I saw an ad for Anderson Cooper’s new talk show coming in September. The ad shows Anderson sitting with Oprah–an excerpt from an interview some years ago. She compliments him on his coverage of Hurricane Katrina. She remarks that he got it right when he said, “Hope is not a plan.”
I thought that it was a bit ironic in the light of the day… after our nation’s credit rating has been downgraded and the U.S. stock market lost 634 points… and the news is covering it round the clock–a reminder that “the audacity of hope” is …hope without a plan…
And what can we do about it? Stop listening? Stop talking about it?

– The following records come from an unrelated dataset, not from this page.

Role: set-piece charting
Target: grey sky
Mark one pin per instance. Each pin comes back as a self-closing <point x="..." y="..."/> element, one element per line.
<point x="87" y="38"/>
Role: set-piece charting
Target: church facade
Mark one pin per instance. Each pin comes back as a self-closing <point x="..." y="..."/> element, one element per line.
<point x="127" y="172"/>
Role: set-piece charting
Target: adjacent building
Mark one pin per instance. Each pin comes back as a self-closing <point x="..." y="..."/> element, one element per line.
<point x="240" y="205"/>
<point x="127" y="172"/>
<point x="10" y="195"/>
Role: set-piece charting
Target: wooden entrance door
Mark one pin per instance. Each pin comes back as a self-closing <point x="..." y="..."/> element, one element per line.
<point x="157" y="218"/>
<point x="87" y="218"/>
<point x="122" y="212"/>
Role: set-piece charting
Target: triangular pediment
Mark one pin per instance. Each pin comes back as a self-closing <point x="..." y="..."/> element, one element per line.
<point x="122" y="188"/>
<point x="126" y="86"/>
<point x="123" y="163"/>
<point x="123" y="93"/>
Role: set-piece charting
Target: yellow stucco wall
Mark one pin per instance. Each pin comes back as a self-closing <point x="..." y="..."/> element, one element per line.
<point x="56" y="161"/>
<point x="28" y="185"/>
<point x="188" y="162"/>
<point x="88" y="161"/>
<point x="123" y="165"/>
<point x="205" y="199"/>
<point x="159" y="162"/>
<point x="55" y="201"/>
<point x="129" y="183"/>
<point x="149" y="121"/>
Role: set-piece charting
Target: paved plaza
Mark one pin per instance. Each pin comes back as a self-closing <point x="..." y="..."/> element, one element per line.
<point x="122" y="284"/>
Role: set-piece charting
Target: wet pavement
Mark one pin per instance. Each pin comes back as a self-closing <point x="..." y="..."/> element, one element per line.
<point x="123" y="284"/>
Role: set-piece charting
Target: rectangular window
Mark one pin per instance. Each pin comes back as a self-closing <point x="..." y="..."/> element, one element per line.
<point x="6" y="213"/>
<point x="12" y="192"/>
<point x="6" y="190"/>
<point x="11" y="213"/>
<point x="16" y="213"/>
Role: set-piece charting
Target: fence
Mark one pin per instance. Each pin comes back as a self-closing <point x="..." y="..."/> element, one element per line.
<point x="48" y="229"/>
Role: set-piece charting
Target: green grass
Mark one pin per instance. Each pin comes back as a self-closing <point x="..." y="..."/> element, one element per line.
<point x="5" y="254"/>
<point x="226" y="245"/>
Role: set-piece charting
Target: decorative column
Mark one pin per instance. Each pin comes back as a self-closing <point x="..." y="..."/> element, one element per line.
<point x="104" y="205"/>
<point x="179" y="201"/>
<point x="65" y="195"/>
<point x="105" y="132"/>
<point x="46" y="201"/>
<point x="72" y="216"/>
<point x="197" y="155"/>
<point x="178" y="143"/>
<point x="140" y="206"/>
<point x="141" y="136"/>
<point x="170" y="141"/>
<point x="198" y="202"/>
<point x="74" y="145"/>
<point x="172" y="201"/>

We have talked about in this forum before, news coverage has been found to lead to compassion fatigue. As Susan Moeller wrote in her book about compassion fatigue more than a decade ago in 1999 [http://www.amazon.com/Compassion-Fatigue-Media-Disease-Famine/dp/0415920981], the effects of nonstop alarming news and no messages about concrete actions to represent effective responses: fatigue, exhaustion, and an inability to even feel anything about anything…
Here is the concrete action I seek: no matter how hard it is,
….stop responding by placing the blame on someone else.
Stop doing the same thing over again and expecting different results…
Good advice! Take a different road and it might lead you somewhere else…take the same road and you will definitely end up in the same place.